En el primitivo monacato español hubo monjes y monjas itinerantes que visitaban los lugares más apartados del monacato para aprender de las experiencias monásticas ajenas. Una monja española de aquel tiempo, que alcanzó gran renombre, fue Egeria, oriunda del Bierzo (León), y probablemente pariente del emperador Teodosio, a quien debió de acompañar cuando él fue a Constantinopla para ser coronado como emperador; ella recorrió después todo el Oriente Próximo, y escribió un Itinerario en el que anotó cuanto le parecía interesante para contarlo después a la comunidad monástica de que procedía: todo lo que veía y preguntaba a obispos y monjes, que visitaba en sus sedes episcopales y en sus refugios monásticos.

De finales del siglo IV y principios del siglo V es también el monje Baquiario, gallego de origen, un hombre muy instruido, especialmente en la Sagrada Escritura; parece que tuvo que huir de España porque se le acusaba de priscilianista, acusación de la que se defendió en su Profesión de fe: «como si no pudiera ser yo ortodoxo, porque mi país esté inficionado por el error». Baquiano, siguiendo a San Basilio, polemiza con los anacoretas, declarándose a favor de la vida comunitaria.

El gran florecimiento que manifestaba el monacato español en el paso del siglo IV al V, se vio momentáneamente frenado por las invasiones de los pueblos germánicos; no obstante, durante todo el siglo V se constata la presencia de monjes y monasterios en las más diversas regiones de la Península Ibérica.

b) Orígenes del monacato en Italia
Las noticias sobre los primeros brotes monásticos en Roma y en el resto de Italia son tardías; evidentemente, ni en Roma ni en el resto de Italia se podía desconocer la ebullición monástica de Egipto, de Palestina y de Siria, porque los contactos de Roma con esas regiones eran muy frecuentes.

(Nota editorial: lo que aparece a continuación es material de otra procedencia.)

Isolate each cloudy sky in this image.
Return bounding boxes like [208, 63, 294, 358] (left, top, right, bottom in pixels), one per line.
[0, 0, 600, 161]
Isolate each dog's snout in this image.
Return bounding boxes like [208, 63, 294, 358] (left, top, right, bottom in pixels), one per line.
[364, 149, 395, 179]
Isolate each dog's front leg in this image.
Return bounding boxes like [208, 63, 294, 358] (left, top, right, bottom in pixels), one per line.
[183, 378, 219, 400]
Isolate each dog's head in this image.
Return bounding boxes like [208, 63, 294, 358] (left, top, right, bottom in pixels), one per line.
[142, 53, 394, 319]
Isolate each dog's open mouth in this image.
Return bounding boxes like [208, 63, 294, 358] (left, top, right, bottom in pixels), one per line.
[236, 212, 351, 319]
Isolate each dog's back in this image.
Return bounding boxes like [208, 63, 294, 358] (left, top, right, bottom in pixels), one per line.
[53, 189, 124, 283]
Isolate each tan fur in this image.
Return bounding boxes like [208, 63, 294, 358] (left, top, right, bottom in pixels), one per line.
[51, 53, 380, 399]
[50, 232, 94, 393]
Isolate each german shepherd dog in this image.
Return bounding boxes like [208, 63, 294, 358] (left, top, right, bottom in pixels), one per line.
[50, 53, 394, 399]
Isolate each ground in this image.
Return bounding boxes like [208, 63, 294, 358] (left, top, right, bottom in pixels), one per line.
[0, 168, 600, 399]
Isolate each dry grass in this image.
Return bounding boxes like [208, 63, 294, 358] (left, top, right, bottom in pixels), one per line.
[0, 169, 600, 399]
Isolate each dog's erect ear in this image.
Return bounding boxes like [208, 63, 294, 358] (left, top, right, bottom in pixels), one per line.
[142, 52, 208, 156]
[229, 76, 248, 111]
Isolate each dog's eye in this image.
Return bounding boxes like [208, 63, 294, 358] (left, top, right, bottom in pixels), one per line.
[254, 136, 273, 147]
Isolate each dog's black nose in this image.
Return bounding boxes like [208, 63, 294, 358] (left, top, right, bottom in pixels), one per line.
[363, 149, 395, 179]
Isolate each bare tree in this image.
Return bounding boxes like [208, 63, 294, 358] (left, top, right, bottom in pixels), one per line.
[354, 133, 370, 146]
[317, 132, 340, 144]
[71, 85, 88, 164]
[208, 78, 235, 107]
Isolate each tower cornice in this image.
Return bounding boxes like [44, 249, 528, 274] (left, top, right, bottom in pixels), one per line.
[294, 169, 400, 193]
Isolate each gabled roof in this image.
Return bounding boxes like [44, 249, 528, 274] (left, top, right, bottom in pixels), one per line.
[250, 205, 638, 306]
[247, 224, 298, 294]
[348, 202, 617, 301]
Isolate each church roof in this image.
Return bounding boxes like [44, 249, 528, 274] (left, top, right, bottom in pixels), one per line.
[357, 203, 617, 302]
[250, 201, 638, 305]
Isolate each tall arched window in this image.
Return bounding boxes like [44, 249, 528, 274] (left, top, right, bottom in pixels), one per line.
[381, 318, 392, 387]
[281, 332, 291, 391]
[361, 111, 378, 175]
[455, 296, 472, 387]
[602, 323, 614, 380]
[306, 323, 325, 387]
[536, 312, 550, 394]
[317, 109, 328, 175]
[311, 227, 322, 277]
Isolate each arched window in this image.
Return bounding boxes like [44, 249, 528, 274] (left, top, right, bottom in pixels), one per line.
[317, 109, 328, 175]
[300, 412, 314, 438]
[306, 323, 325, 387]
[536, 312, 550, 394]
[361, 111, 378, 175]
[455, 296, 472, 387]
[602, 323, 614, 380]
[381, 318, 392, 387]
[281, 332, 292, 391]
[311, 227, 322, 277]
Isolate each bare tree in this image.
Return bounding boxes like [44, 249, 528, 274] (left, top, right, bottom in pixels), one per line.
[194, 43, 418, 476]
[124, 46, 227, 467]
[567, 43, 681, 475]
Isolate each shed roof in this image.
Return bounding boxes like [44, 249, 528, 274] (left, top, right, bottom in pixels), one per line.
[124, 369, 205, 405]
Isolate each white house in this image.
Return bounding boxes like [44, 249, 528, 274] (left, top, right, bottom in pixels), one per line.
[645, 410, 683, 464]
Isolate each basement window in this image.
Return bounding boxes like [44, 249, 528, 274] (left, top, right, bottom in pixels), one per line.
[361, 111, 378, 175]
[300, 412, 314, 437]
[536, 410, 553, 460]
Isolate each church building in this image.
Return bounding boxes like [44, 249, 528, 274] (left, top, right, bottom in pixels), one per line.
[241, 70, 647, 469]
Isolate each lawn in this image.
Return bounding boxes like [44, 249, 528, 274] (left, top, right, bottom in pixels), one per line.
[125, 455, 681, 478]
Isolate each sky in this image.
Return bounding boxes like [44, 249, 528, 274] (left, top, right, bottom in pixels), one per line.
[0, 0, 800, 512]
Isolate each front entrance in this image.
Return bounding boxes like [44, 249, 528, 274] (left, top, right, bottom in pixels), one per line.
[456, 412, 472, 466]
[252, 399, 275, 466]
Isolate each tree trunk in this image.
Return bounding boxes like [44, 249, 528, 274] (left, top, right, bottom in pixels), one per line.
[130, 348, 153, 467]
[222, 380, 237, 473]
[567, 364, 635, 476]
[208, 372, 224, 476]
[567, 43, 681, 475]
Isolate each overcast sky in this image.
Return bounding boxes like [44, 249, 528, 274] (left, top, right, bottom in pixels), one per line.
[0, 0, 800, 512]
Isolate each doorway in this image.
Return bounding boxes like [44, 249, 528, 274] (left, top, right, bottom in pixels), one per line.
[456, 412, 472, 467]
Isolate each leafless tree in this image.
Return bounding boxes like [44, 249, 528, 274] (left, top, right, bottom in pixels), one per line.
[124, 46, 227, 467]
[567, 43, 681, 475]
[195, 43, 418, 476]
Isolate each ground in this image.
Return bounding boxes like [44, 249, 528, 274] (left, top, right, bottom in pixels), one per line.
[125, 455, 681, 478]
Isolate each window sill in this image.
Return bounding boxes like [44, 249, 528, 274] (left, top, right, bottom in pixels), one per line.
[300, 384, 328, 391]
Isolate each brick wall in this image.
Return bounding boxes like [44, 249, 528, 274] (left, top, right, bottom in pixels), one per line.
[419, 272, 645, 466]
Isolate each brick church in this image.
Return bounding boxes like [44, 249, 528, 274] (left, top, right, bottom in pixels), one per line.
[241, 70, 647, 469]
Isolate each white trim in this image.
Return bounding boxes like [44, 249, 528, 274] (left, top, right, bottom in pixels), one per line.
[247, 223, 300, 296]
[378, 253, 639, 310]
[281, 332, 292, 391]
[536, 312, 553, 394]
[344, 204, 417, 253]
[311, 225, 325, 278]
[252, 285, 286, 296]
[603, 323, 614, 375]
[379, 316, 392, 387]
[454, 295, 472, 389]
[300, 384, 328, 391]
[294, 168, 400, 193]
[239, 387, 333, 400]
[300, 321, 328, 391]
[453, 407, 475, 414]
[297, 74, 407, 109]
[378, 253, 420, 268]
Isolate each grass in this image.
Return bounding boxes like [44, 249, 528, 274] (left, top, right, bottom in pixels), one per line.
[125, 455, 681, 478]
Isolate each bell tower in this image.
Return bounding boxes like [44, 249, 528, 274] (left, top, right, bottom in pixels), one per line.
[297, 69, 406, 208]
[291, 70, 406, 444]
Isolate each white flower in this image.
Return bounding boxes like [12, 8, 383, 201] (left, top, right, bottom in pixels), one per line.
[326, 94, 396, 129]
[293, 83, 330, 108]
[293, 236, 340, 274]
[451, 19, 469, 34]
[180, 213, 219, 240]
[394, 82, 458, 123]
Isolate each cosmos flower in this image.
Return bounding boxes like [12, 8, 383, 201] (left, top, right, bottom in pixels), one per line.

San Jerónimo sitúa el origen del monacato propiamente dicho en Italia con la presencia de San Atanasio en Roma en el año 339, el cual fue acompañado de dos monjes de la Tebaida, Isidoro y Ammonio, discípulos de San Antonio, que causaron un profundo impacto en los círculos más espirituales de la Iglesia romana; pero el monacato en sentido estricto se desconoce hasta bien entrada la segunda mitad de aquella centuria.

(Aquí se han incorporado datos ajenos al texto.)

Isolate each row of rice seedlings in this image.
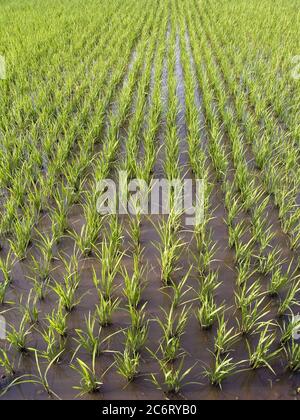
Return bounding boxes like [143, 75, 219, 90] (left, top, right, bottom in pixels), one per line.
[202, 0, 298, 249]
[0, 2, 129, 236]
[0, 1, 146, 257]
[190, 0, 297, 328]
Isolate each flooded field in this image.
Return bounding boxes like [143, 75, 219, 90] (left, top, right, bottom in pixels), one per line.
[0, 0, 300, 401]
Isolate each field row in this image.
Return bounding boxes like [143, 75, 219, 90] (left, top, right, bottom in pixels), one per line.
[0, 0, 300, 400]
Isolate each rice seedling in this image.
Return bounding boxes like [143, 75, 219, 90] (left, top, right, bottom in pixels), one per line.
[172, 266, 193, 309]
[247, 324, 282, 374]
[279, 315, 300, 345]
[124, 322, 149, 354]
[20, 289, 40, 325]
[214, 315, 240, 356]
[123, 270, 142, 308]
[9, 210, 34, 260]
[96, 293, 120, 327]
[114, 348, 140, 382]
[0, 0, 300, 399]
[156, 212, 183, 286]
[50, 276, 83, 313]
[6, 314, 32, 353]
[237, 298, 270, 335]
[127, 302, 148, 333]
[156, 306, 189, 343]
[0, 251, 15, 284]
[39, 327, 66, 363]
[196, 295, 224, 330]
[268, 267, 289, 297]
[284, 340, 300, 372]
[151, 358, 195, 395]
[0, 349, 16, 376]
[93, 239, 124, 300]
[258, 248, 284, 275]
[278, 281, 300, 316]
[2, 350, 60, 399]
[235, 280, 263, 309]
[204, 353, 243, 388]
[0, 281, 10, 305]
[46, 306, 68, 338]
[71, 354, 103, 397]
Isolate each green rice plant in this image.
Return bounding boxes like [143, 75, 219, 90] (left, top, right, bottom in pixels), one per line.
[35, 229, 56, 266]
[151, 355, 196, 395]
[258, 247, 284, 275]
[247, 323, 282, 374]
[123, 269, 142, 308]
[268, 267, 289, 297]
[40, 327, 66, 363]
[60, 250, 80, 290]
[194, 236, 217, 278]
[75, 312, 102, 356]
[0, 348, 16, 376]
[93, 238, 124, 300]
[28, 277, 50, 301]
[102, 215, 124, 260]
[50, 186, 74, 243]
[128, 211, 142, 249]
[71, 354, 103, 397]
[196, 295, 225, 330]
[50, 276, 83, 313]
[1, 350, 60, 399]
[9, 210, 34, 260]
[158, 337, 185, 363]
[127, 302, 149, 332]
[235, 280, 264, 309]
[284, 340, 300, 372]
[73, 312, 120, 358]
[214, 315, 240, 356]
[172, 266, 193, 309]
[156, 306, 189, 342]
[279, 315, 300, 345]
[204, 353, 244, 389]
[124, 321, 149, 354]
[255, 226, 276, 254]
[69, 196, 103, 257]
[20, 289, 40, 325]
[6, 315, 32, 353]
[27, 255, 53, 284]
[0, 281, 10, 305]
[237, 297, 270, 335]
[96, 292, 120, 327]
[155, 211, 183, 286]
[235, 237, 255, 263]
[114, 348, 140, 382]
[198, 271, 221, 302]
[0, 251, 15, 284]
[278, 281, 300, 316]
[46, 305, 68, 338]
[236, 259, 257, 287]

Es el propio San Jerónimo quien dice que las islas y las riberas del mar Etrusco «estaban llenas de grutas donde han fijado su morada los coros de los ángeles». Rutilo Numaciano informa también sobre la existencia de un gran número de anacoretas en las islas del Mediterráneo occidental: Capraria, Gorgona y Galinaria; también en la isla de Noli hubo eremitas y colonias semianacoréticas; pero los nombres de ascetas y monjes famosos de finales del siglo IV han hecho olvidar los nombres de aquellos oscuros pioneros del monacato, que en sus orígenes apenas se diferenciaban de los ascetas tradicionales.

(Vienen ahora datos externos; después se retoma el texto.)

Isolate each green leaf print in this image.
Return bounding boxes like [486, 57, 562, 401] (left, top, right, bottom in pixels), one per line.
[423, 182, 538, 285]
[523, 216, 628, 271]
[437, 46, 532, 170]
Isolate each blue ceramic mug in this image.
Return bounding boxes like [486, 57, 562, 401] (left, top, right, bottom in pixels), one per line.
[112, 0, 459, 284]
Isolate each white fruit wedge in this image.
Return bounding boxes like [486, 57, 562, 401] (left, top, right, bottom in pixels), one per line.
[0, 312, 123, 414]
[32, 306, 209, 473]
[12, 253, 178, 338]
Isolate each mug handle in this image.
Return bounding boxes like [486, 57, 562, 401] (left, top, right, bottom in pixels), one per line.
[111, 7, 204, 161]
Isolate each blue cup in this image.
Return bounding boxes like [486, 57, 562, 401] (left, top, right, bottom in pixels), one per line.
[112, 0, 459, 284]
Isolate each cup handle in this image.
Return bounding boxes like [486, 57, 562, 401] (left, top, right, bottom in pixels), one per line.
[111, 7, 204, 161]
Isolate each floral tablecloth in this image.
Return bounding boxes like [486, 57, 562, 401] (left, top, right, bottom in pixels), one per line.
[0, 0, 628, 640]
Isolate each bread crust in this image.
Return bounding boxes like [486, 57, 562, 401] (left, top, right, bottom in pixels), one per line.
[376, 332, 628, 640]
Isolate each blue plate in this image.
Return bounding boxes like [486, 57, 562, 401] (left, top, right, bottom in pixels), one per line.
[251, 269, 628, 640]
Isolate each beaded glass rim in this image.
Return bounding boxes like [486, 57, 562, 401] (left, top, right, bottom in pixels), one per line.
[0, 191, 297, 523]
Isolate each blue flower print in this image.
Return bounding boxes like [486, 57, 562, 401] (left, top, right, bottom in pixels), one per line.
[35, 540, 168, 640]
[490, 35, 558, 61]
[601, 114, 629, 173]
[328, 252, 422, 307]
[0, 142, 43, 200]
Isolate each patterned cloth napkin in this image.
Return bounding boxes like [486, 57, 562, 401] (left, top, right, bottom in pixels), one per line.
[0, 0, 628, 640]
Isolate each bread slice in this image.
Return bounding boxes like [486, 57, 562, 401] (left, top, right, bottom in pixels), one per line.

En la segunda mitad del siglo IV se organizan en Roma comunidades de mujeres al lado de algunas basílicas o en casas particulares, como la de Marcela, que se instala con algunas jóvenes en una finca de su propiedad en las afueras de Roma. A estas comunidades incipientes prestó su ayuda incondicional el papa San Dámaso (366-384).


San Jerónimo
 
Estos primeros comienzos ascético-monásticos romanos recibieron un gran impulso al ponerse bajo la dirección de San Jerónimo, que había abrazado la vida monástica juntamente con su amigo Rufino de Aquileya. San Jerónimo fue muy bien recibido en la casa que Marcela poseía en el Aventino, donde se reunían algunas nobles matronas romanas, como la propia Marcela, Principia, Fabiola, Ásela, Paula y las hijas de esta última, Eustoquio y Blesila. En Roma había también falsos ascetas, falsos monjes y falsos clérigos, contra los cuales arremete muy duramente San Jerónimo.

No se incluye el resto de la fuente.